Read the project's AGENTS.md, the campaign config(s), the project's priors.yaml (if present), and the relevant tools/<software>.md page
Verify — produce VERIFICATION.md with all 8 categories addressed; apply any red-item mitigations to the config
Submit the smoke (cheapest backend per compute-strategy)
Wait for completion (use ScheduleWakeup or campaign-orchestration cadence)
Analyze — produce SMOKE_ANALYSIS_001.md extracting all predictive signal; compare to Layer A predictions
Decide:
- All clear AND reproducible? → advance to production
- Red flag from smoke that's diagnosable? → propose fix, update config, re-smoke (loop)
- Iteration budget exceeded OR genuinely novel issue? → escalate to human
Submit production once satisfied; optionally enable mid-run monitoring

The agent should record everything. The audit trail (VERIFICATION.md + SMOKE_ANALYSIS_NNN.md per campaign) becomes both reproducibility documentation and training data for future verifications.
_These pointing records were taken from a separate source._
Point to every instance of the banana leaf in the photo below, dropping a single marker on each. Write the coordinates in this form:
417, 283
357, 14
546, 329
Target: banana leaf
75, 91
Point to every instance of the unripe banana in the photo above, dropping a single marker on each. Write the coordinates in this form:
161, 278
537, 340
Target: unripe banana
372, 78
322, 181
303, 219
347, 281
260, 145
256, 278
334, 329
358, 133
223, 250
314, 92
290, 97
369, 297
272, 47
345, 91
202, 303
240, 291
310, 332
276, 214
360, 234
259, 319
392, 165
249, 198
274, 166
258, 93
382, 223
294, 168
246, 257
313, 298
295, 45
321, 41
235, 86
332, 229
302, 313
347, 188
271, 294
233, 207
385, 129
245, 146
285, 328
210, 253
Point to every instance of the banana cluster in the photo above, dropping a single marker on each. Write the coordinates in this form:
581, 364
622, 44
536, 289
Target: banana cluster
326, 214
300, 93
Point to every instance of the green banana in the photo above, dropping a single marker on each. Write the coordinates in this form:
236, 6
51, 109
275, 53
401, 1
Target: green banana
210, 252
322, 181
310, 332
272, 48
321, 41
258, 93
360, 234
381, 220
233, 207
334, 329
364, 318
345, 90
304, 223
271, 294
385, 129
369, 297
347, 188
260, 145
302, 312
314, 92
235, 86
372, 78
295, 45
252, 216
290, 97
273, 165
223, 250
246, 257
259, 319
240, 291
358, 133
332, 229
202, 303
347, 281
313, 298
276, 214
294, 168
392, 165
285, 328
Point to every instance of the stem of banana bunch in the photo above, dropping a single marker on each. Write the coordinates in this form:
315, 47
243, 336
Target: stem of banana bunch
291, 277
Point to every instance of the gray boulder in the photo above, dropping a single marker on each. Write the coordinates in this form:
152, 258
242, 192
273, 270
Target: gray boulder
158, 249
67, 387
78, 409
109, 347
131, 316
Why this design (rationale)

Reasoning is cheap, compute is expensive. Spend reasoning to avoid compute.
Smoke is a measurement, not a check. Extract everything possible.
Falsification beats validation. Try to find failures, not confirm success.
Bounded iteration, explicit termination. Don't loop forever.
Bidirectional learning. Priors improve from every smoke.
Tool-agnostic framework, tool-specific specifics. Same pattern, different signals.
Composable. Pairs with compute-strategy + campaign-orchestration; doesn't reinvent.

What this skill is NOT

A test framework. There's no pass/fail boolean. The output is reasoned judgment + audit trail.
A replacement for science. The agent doesn't decide if the protocol is scientifically correct — that's the human's call.
A bypass for human review. High-stakes or novel campaigns still warrant a human eye on VERIFICATION.md.
A substitute for monitoring. Production runs still need observability.

Cross-references

compute-strategy/SKILL.md — backend selection, where to run
campaign-orchestration/SKILL.md — long-running state management
compute-strategy/backends/<backend>.md — hardware specifics
compute-validation/tools/<tool>.md — software specifics

When in doubt, read all four for the campaign you're driving.